Metadata-Version: 2.1
Name: ASTROMER
Version: 0.0.2
Summary: Creates light curves embeddings using ASTROMER
Author-email: Cristobal Donoso-Oliva <cridonoso@inf.udec.cl>
Project-URL: Homepage, https://github.com/astromer-science/python-library
Keywords: ASTROMER,embbedings,transformers,astronomy,photometry,light curves,deep learning
Classifier: License :: OSI Approved :: MIT License
Classifier: Programming Language :: Python
Classifier: Programming Language :: Python :: 3
Requires-Python: >=3.7
Description-Content-Type: text/markdown
Provides-Extra: dev
License-File: LICENSE.txt

# ASTROMER Python library 🔭

ASTROMER is a transformer based model pretrained on millions of light curves. ASTROMER can be finetuned on specific datasets to create useful representations that can improve the performance of novel deep learning models.

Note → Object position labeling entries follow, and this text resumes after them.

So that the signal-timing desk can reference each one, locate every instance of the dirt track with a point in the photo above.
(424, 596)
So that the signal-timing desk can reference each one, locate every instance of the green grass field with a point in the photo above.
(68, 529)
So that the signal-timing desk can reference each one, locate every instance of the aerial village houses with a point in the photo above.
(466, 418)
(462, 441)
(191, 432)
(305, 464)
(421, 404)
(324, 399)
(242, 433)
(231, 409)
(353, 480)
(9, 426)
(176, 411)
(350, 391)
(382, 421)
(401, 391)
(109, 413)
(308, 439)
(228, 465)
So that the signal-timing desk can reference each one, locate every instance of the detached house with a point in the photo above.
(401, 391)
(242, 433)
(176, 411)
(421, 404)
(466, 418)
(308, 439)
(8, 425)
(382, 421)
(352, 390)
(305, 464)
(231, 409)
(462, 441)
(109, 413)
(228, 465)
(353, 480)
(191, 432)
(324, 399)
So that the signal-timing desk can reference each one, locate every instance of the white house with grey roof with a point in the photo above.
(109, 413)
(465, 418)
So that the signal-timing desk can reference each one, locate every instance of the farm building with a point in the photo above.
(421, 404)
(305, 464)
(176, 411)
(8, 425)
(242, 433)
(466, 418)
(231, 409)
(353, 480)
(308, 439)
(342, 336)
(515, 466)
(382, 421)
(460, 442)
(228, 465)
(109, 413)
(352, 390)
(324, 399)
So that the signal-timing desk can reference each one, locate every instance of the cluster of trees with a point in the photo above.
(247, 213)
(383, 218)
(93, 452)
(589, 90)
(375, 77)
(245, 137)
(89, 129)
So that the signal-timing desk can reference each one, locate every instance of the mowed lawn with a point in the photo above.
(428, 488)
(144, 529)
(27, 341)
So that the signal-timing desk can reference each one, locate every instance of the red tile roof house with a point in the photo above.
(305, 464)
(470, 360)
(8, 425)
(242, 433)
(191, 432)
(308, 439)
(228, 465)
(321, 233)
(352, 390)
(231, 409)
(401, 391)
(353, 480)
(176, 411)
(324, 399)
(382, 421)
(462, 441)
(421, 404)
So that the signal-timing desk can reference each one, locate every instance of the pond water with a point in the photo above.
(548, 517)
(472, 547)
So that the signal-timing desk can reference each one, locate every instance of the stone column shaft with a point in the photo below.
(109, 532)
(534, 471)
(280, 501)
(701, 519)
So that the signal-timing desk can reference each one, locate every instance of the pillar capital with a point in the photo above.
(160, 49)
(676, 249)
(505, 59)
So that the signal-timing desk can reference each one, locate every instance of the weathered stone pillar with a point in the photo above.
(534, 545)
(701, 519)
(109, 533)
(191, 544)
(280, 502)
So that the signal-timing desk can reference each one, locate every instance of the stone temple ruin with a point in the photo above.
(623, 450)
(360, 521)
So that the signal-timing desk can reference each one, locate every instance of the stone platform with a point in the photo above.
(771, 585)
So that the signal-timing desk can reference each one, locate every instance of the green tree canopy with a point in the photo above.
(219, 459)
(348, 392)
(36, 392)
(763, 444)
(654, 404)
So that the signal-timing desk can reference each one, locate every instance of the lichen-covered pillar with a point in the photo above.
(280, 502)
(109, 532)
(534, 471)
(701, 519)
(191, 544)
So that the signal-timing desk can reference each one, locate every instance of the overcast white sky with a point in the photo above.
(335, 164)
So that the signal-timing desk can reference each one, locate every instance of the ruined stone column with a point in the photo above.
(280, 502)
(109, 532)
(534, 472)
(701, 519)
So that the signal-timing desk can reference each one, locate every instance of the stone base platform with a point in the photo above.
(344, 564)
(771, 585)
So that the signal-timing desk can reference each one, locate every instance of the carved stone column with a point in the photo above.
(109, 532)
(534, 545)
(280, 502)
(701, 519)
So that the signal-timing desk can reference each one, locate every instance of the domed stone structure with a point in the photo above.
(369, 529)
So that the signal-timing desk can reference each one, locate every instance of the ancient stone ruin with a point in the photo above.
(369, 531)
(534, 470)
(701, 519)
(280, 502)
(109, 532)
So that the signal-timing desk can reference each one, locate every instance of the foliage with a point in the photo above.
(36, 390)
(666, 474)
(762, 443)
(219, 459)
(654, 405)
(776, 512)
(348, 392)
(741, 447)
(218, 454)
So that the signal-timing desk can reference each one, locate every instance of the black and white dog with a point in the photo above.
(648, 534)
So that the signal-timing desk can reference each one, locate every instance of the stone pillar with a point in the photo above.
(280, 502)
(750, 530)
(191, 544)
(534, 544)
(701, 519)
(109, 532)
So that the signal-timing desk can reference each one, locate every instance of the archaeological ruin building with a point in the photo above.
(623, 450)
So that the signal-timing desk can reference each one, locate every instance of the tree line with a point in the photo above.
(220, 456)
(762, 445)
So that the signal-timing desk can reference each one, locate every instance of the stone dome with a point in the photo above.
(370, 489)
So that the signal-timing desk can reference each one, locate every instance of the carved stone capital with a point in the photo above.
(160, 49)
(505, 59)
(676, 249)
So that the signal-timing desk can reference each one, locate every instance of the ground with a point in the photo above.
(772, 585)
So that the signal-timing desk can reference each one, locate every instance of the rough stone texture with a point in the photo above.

❗ This version of ASTROMER can only works on single band light curves.

🔥 [See the official repo here](https://github.com/astromer-science/main-code)

## Install
```
pip install ASTROMER
```

## How to use it
Currently, there are 2 pre-trained models: `macho` and `atlas`.
To load weights use:
```
from ASTROMER.models import SingleBandEncoder

model = SingleBandEncoder()
model.from_pretrained('macho')
```
It will automatically download the weights from [this public github repository](https://github.com/astromer-science/weights.git) and load them into the `SingleBandEncoder` instance.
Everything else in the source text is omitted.